Laying in the darkness I became simultaneously aware of several things. The few sheets of insulated foam put down as a makeshift floor earlier in the season had assumed the temperature and consistency of solid ice. There seemed to be a draft of cold air flowing down the back of my neck which no amount of repositioning could resolve. And my face was cold, especially my nose. I had visions of returning from the South Pole with no nose….as it had frozen during the night while I was sleeping, turned black and mummified, then finally fallen off. I doubt my family would be amused.
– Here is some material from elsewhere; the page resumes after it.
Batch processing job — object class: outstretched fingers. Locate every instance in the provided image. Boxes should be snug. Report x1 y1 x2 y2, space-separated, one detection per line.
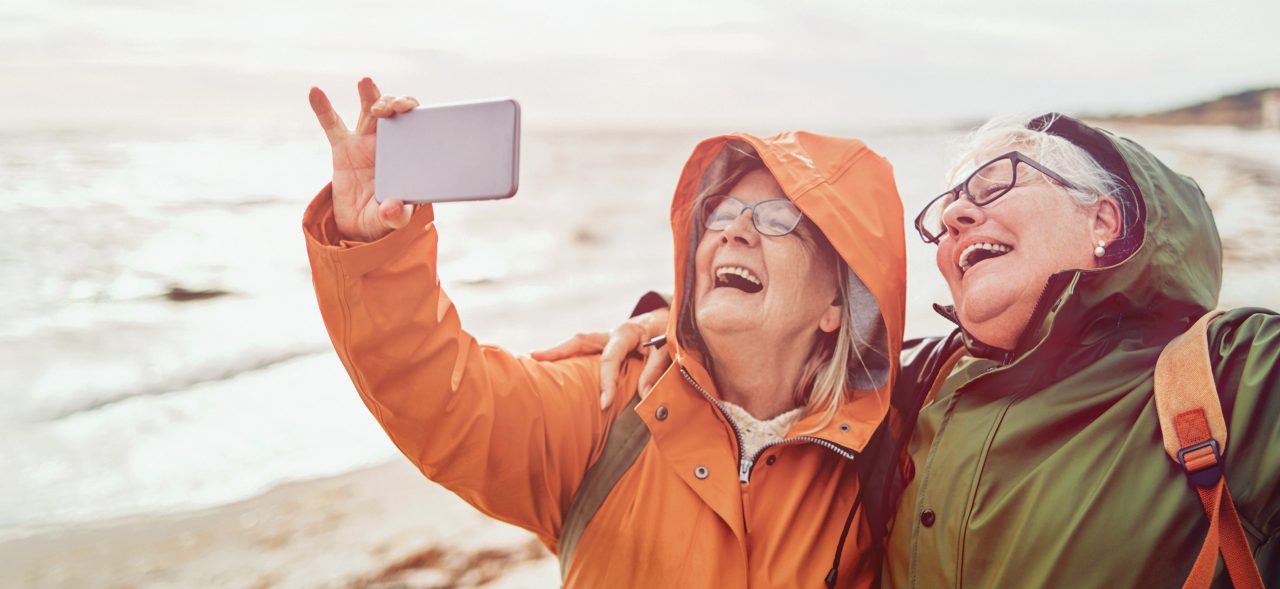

After what seemed like an hour, I reached the conclusion I would be better off actually wearing my coat properly, so unzipped my sleeping bags and put on my parka with the hood over my head and zipped back up. Much better! The hard floor was still uncomfortable, but at least the draft down my neck was gone. I stuffed my face into my sleeping bag and no longer feared losing my nose. Every so often I had to “ventilate” the sleeping bag to get rid of the excess carbon dioxide which I noticed was causing me to breathe more deeply and frequently than normal. In this condition I managed to drift in and out of sleep…I think.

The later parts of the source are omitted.